Nickolai: Hier gilt es, intelligente, sichere und dabei kostengünstige Lösungen zu kreieren. Eine SIM-Management-Plattform (Administration, Monitoring, Berichte, Online Billing) hilft bei der Verwaltung und liefert einen Überblick über den gesamten SIM-Bestand. SIM-Karten können nach Bedarf selbst freigeschaltet (aktiviert) oder abgeschaltet (gesperrt) werden. Die Mobilfunkverbindung läuft über einen privaten APN und die Daten werden getunnelt. Dadurch ist eine hohe Verfügbarkeit, die Authentifizierung und die Datenintegrität gesichert (Stichwort Prism!). Auch SIM-Pooling kann hier helfen, die Kosten im Griff zu halten. Die Tarifmodelle müssen sich dabei an den entsprechenden Anforderungen ausrichten.
Wie unterscheiden sich M2M-SIM-Karten von den „normalen“ SIM-Karten?
Nickolai: M2M-SIM-Karten bieten gegenüber handelsüblichen SIMs eine höhere Verfügbarkeit und Stabilität. Sie sind in verschiedenen Formfaktoren verfügbar – Stichwort „Embedded SIM-Chip“. Es gibt aber auch spezielle M2M-SIM-Karten im bekannten Formfaktor mit einem erweiterten Temperaturbereich, der von -35°C bis + 85°C reicht.
In welchen Bereichen würden sich eher Übertragungstechnologien wie RFID oder Bluetooth eignen?
Nickolai: Wenn es um die Überbrückung von kurzen Distanzen geht und nur begrenzt Energie zur Übertragung zur Verfügung steht. Mit Bluetooth Smart (Bluetooth Low Energy oder Zigbee) lassen sich batteriebetriebene Sensoren oder Aktoren autonom über viele Jahre betreiben. Durch Standardisierung ist auch z.B. mit WLAN, Bluetooth Classic oder Bluetooth Smart eine direkte Interaktion mit Smartphones oder Tablets möglich. Dies gibt dem Markt zusätzlichen Antrieb. Oftmals dienen diese genannten Technologien auch als „Brücke“ bzw. Gateway, um lokal Anlagen zu verbinden und dann über Mobilfunk an das Backoffice, z.B. ein Scada-System, anzubinden.
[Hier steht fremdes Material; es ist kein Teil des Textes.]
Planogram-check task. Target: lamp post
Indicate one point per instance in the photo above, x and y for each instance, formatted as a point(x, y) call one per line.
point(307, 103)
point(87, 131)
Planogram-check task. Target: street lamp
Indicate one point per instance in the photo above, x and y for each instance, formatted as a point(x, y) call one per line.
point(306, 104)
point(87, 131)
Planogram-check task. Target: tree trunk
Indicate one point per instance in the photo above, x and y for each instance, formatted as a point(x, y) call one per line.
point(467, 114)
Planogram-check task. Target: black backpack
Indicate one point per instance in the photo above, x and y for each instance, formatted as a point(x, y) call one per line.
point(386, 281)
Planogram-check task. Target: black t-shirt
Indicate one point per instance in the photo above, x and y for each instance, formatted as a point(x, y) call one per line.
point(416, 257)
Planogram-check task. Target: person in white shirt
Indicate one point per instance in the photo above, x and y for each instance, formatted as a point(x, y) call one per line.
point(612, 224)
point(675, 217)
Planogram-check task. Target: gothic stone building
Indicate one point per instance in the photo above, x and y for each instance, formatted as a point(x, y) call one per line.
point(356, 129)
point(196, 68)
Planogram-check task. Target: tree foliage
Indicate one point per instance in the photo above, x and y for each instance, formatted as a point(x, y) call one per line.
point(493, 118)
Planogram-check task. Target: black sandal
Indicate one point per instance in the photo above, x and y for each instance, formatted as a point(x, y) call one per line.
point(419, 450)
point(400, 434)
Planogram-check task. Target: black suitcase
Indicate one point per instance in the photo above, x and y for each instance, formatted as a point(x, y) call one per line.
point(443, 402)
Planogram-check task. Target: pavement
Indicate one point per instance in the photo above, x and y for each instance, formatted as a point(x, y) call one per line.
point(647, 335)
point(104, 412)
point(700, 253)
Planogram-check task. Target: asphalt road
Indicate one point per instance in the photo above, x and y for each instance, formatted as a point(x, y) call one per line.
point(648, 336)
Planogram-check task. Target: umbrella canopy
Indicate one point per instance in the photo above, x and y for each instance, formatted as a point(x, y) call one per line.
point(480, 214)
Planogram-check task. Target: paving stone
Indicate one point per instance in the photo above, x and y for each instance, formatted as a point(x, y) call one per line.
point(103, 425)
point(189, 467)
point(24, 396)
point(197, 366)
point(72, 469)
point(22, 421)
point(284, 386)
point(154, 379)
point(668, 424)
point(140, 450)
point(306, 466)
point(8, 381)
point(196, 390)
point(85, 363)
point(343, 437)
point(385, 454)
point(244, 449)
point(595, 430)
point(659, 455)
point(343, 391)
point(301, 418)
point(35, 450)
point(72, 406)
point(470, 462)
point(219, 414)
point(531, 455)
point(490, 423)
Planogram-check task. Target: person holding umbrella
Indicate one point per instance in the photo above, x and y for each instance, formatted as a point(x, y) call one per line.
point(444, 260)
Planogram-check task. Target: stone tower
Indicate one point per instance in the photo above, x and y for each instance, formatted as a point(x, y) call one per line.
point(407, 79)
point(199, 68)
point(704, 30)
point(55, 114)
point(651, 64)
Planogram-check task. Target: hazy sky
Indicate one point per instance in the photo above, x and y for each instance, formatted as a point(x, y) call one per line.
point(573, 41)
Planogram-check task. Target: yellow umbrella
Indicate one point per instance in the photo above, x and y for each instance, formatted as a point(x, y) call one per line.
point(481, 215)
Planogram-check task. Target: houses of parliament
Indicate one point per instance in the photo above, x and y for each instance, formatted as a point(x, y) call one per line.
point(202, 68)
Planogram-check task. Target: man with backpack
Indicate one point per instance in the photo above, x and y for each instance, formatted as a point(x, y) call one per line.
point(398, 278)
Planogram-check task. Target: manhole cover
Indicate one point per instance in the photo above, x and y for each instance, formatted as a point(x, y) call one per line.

Was werden Ihrer Meinung nach die nächsten Entwicklungsschritte im Bereich „M2M“ sein?
Nickolai: IoT – das Internet of Things. Durch sinkende Hardwarepreise auf der einen und sinkende Kommunikationskosten auf der anderen Seite werden sich viele neue Business-Cases ergeben.